I'd be curious to know how do they jibe with your goals.
Best Answer
If you want to go further in understanding this point of view, I would advise you to begin learning class field theory. It is a deep subject, it can be understood in a vast variety of ways, from the very concrete and elementary to the very abstract, and although superficially it appears to be limited to describing abelian reciprocity laws, it in fact plays a crucial role in the study of non-abelian reciprocity laws as well.
The texts:
Ireland and Rosen for basic algebraic number theory, a Galois-theoretic proof of quadratic reciprocity, and other assorted attractions.
Cox's book on primes of the form x^2 + n y^2 for an indication of what some of the content of class field theory is in elementary terms, via many wonderful examples.

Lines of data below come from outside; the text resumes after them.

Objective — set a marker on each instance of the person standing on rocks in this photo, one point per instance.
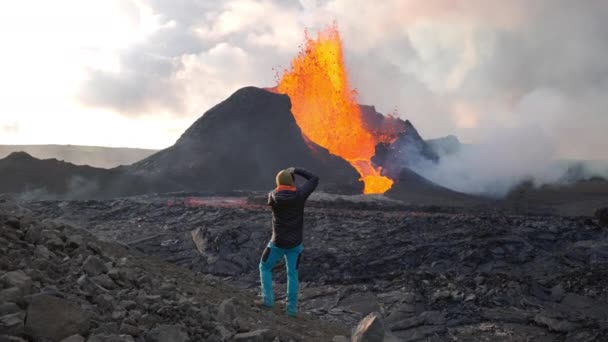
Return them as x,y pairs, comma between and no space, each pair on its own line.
287,203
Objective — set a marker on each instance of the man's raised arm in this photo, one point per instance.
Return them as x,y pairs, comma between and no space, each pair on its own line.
312,181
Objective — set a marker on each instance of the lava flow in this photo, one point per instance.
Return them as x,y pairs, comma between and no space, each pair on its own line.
326,109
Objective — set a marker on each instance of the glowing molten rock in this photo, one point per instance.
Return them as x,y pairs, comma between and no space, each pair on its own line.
326,109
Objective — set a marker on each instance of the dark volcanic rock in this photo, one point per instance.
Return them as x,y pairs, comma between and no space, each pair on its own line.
32,178
242,143
602,216
444,146
55,318
408,150
370,329
51,291
437,275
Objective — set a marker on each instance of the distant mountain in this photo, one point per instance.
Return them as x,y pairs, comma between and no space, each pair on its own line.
20,173
407,150
411,187
104,157
242,143
444,146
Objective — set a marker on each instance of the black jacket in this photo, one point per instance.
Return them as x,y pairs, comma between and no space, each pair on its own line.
288,211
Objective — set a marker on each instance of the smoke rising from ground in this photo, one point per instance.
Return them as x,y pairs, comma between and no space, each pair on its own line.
523,81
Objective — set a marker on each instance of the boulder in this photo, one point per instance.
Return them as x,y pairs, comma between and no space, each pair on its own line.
167,333
12,323
602,216
93,266
110,338
370,329
73,338
260,335
227,310
17,279
12,294
55,318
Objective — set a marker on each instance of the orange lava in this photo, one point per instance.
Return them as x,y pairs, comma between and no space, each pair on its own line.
326,109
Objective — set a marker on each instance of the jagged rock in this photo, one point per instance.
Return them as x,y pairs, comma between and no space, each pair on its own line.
8,308
17,279
602,216
240,124
93,266
370,329
227,311
12,294
260,335
553,324
408,150
12,323
110,338
167,333
55,318
419,333
74,338
363,303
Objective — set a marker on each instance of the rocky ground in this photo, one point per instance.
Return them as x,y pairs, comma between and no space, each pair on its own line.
59,282
433,273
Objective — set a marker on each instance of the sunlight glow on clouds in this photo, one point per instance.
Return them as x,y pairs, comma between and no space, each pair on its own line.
139,72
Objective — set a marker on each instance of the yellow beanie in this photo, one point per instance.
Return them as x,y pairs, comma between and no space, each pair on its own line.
284,177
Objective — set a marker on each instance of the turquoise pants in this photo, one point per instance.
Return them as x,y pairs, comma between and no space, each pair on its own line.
272,254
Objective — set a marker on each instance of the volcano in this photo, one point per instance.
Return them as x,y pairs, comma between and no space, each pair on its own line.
240,144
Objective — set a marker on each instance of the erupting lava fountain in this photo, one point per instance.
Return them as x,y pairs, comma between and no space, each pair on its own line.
326,109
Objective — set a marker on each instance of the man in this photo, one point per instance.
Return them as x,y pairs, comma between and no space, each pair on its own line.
287,203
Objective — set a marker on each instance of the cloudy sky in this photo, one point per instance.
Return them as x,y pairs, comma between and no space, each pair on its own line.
138,72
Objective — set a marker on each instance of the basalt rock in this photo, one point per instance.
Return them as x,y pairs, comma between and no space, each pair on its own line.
240,144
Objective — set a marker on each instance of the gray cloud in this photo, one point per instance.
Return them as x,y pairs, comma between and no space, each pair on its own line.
494,73
10,128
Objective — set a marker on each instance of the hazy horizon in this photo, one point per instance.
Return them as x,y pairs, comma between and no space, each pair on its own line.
138,73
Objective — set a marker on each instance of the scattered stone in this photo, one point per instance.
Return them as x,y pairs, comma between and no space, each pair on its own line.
93,266
12,323
167,333
227,311
370,329
602,216
55,318
110,338
8,308
553,324
12,294
260,335
74,338
17,279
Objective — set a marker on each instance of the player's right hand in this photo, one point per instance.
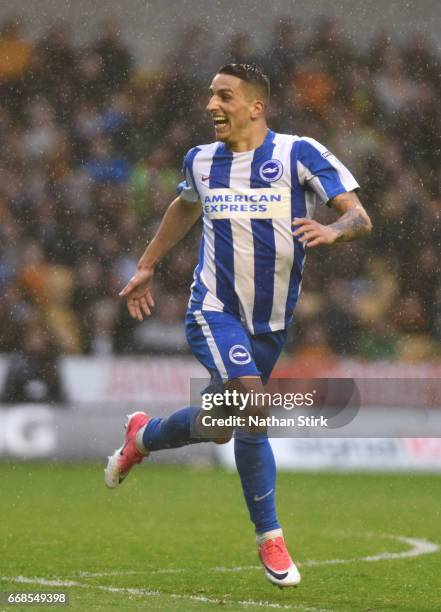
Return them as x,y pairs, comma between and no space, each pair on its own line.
139,299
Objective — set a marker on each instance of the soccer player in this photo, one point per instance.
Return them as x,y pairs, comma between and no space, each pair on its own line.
256,191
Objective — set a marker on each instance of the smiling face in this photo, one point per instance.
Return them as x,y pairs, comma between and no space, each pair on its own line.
236,109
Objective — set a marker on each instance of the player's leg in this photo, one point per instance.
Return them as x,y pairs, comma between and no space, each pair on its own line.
145,434
257,470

Serre's Local Fields for learning the Galois theory of local fields
Cassels and Frolich for learning global class field theory
The standard book at the graduate level to learn the arithmetic of non-abelian (at least 2-dimensional) reciprocity laws is Modular forms and Fermat's Last Theorem, a textbook on the proof by Taylor and Wiles of FLT. But it is at a higher level again.
I don't think that you will find a single text on this topic at a basic level (if basic means Course in arithmetic or Ireland and Rosen), because there is not much to say beyond what you stated in your question without getting into the theory of elliptic curves and/or the theory of modular forms and/or a serious discussion of class field theory.
Also, as basic suggests, you could talk to the grad students in your town, if not at your institution, then at the other one down the Charles river, which as you probably know is currently the world centre for research on non-abelian reciprocity laws (maybe shared with Paris). Certainly there are grad courses offered on this topic there on a regular basis.